I am optimistic that there will be a roadmap towards achieving the shared goals of the Green New Deal, especially here in the City of Los Angeles, but it will just take some time. There will be some strategic thinking and really working with our educational and business institutions and our community based organizations.
Audience Q&A: We’re actually quite far behind in comparison to other cities and countries; the WHO has a chart that says that we put 4 to 6 times as much carbon in the air as Canadians and Australians do, 6 to 12 times as much as European cities, and up to 20 times when compared, on the extreme end, to Hong Kong. At the same time, we roll out our very ambitious plans, but change on the ground is very hard to notice and it’s awfully slow. What does the city do to market positive change to the communities, so that it can actually start to accelerate?
Lauren Faber O’Connor: Pace is the name of the game, absolutely. Just from the science, we know that we have to act much more quickly than we have and, every year, we think we would have.

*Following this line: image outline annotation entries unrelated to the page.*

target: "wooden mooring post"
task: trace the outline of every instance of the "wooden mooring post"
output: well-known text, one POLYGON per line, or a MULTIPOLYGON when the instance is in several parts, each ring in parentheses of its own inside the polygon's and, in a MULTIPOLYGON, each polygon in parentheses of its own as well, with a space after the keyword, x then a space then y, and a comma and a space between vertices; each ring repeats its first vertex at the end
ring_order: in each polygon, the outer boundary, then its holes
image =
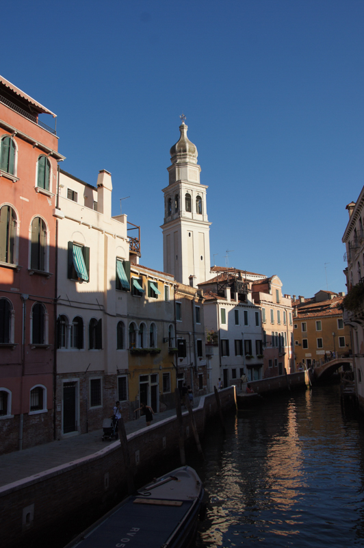
POLYGON ((176 412, 178 423, 178 445, 179 447, 179 456, 181 458, 181 464, 183 466, 184 466, 186 464, 186 456, 185 453, 185 440, 183 436, 183 423, 182 421, 182 410, 181 408, 181 397, 178 388, 174 390, 174 399, 176 401, 176 412))
POLYGON ((198 451, 200 456, 201 457, 203 460, 205 460, 205 457, 203 456, 203 448, 201 447, 201 444, 200 443, 200 438, 198 437, 198 432, 197 432, 197 427, 196 425, 196 421, 194 419, 194 412, 192 411, 192 408, 191 407, 191 402, 188 399, 187 397, 188 395, 186 394, 186 407, 190 414, 190 419, 191 419, 191 426, 192 427, 192 432, 194 432, 194 440, 196 442, 196 445, 197 445, 197 451, 198 451))
POLYGON ((222 416, 222 411, 221 410, 221 403, 220 403, 220 401, 219 393, 218 392, 218 389, 217 389, 216 386, 213 387, 213 390, 215 392, 215 397, 216 398, 216 403, 218 404, 218 409, 219 415, 220 415, 220 423, 221 423, 221 425, 222 427, 222 429, 224 430, 224 432, 226 432, 226 430, 225 430, 225 425, 224 424, 224 417, 222 416))
POLYGON ((118 429, 119 432, 119 439, 122 451, 122 458, 125 466, 125 473, 127 475, 127 484, 128 486, 128 494, 132 495, 134 493, 134 480, 133 479, 133 471, 130 464, 130 455, 129 453, 128 439, 125 431, 125 425, 122 417, 118 421, 118 429))

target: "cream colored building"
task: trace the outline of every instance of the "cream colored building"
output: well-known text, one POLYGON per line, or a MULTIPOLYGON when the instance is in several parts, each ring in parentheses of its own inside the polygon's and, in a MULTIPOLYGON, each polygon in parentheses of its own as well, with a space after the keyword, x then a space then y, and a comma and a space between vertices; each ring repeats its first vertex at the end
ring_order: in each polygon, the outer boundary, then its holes
POLYGON ((197 287, 210 271, 209 227, 206 190, 200 182, 197 149, 179 127, 181 137, 170 149, 169 184, 164 192, 164 270, 177 282, 197 287))

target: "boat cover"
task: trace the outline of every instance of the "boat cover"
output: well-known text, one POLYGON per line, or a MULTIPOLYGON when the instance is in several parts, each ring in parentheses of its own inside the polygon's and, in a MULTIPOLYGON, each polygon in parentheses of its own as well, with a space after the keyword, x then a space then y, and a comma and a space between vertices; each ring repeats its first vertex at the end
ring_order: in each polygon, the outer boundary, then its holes
MULTIPOLYGON (((127 499, 114 514, 92 530, 75 548, 160 548, 194 501, 181 506, 135 504, 127 499)), ((138 497, 140 498, 140 497, 138 497)))

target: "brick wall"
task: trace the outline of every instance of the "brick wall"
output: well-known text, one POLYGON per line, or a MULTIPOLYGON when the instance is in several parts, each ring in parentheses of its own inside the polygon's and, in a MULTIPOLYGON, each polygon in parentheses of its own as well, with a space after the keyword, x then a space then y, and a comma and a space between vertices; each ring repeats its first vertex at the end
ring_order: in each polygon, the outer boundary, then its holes
MULTIPOLYGON (((219 393, 221 405, 227 410, 235 406, 233 388, 219 393)), ((197 428, 203 432, 205 423, 218 412, 215 395, 203 397, 194 410, 197 428)), ((193 438, 190 419, 183 414, 185 439, 193 438)), ((176 417, 170 417, 128 436, 128 446, 133 473, 142 471, 175 453, 178 448, 176 417)), ((126 475, 118 441, 98 453, 73 462, 46 471, 0 487, 2 517, 2 547, 26 542, 29 535, 51 525, 80 507, 100 506, 113 500, 126 475), (27 524, 27 514, 28 523, 27 524)))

What’s exciting is that even in the last four years—from when we put the Sustainable City pLAn in place to now—what is possible politically and technologically has changed significantly. Things that we weren’t even thinking or talking about in 2015 are now things that we’re going to do, like building decarbonization for both new and existing building.
We’ve said that in the City of Los Angeles that we’ll never build another municipal building with gas, because we know we can, and that’s something that we’re beginning to ask of the private sector. All new buildings must be net-zero carbon by 2030 and all buildings in the city by 2050. Quantitatively, what that means for the pace that we have to move in order to meet that goal: it is extraordinary how quickly we have to move.
I hear you about pace, and that’s why I’m very excited on the labor side. It’s people in our communities working direct jobs—jobs that you can’t outsource— that have to happen in, by, and for our communities.
We know that the US is one of the top emitters in the world. Interestingly, the average footprint of an Angeleno is just a third of the national average. It’s exciting to think about how we’ve moved to a much more efficient economy in the city, but that doesn’t mean that we don’t have to lead. The mayor absolutely sees Los Angeles as being in a leadership position for ambition and policymaking. We work with mayors across the country through a network called Climate Mayors, an example how we’ve aimed to accelerate action.
What we established and launched a year ago—and just announced an—is what’s known as the Electric Vehicle Purchasing Collaborative. We’ve essentially enabled a portal for any city or government in the United States to access pre-competitively bid RFP—unless your state prohibits joint procurement—for an electric vehicle so they can convert their municipal fleet to electric. That includes electric vehicle charging infrastructure as well as direct access to one-on-one technical support for a fleet manager, to understand and plan for electrification of their fleets across different sectors and duty cycles.
We know that we have to serve a leadership role to bring others alongside with us. That doesn’t stop at the US, the mayor also works very closely for an international organization called C40, the world’s top 90 mega cities that are raising and keeping the bar moving on climate action. We see that it’s really difficult at the national level to get significant progress.